The clean-up bill for the Gulf of Mexico oil spill has risen to 11.2 billion US dollars (£7.1 billion), BP said as new boss Bob Dudley officially takes up the reins.
The firm, which sees Mr Dudley take over from embattled chief executive Tony Hayward, said it had also pledged assets including interests in production from its major Thunder Horse and Mad Dog operations to support a £20 billion compensation fund.
But despite mounting costs for the Gulf of Mexico oil spill, BP cheered investors after Mr Dudley hinted that dividend payments would resume within months.
Shares in the group were up another 2% after closing 2% higher on Thursday.
Mr Dudley suggested dividends could restart early next year, saying the board would discuss the prospect of paying a dividend in the first quarter.

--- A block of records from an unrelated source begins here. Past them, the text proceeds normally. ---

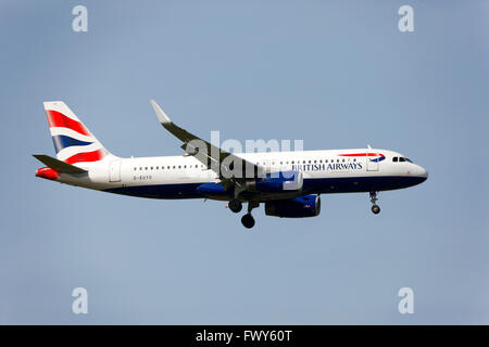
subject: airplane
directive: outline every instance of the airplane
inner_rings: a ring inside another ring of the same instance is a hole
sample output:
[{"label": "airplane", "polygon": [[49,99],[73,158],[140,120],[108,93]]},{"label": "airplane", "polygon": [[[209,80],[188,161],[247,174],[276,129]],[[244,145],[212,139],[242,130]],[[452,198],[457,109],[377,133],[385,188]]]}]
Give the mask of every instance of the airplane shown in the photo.
[{"label": "airplane", "polygon": [[380,213],[377,194],[424,182],[428,172],[404,155],[388,150],[353,149],[229,153],[175,125],[150,101],[161,125],[183,142],[181,156],[122,158],[110,153],[62,101],[45,102],[57,157],[34,154],[45,167],[39,178],[115,194],[227,202],[233,213],[315,217],[321,194],[368,193],[372,213]]}]

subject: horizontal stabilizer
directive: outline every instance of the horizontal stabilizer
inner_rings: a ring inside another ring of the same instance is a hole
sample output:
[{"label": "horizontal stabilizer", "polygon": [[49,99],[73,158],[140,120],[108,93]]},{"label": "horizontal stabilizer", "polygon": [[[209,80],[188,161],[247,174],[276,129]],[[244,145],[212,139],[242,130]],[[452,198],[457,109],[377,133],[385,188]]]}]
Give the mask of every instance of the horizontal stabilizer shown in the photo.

BP stopped paying out to shareholders in the wake of the Gulf of Mexico oil disaster, but political pressure has eased since the group's move to ring-fence its mammoth compensation fund.
The firm also appeased long-suffering shareholders earlier this week with decisive action to rebuild trust following the spill.
Mr Dudley unveiled a management overhaul in exploration and the creation of a new safety division.
Exploration chief Andy Inglis will leave as a result of the shake-up.
The explosion on April 20 killed 11 workers and caused an estimated 4.9 million barrels of oil to gush into the Gulf - the largest offshore spill in history.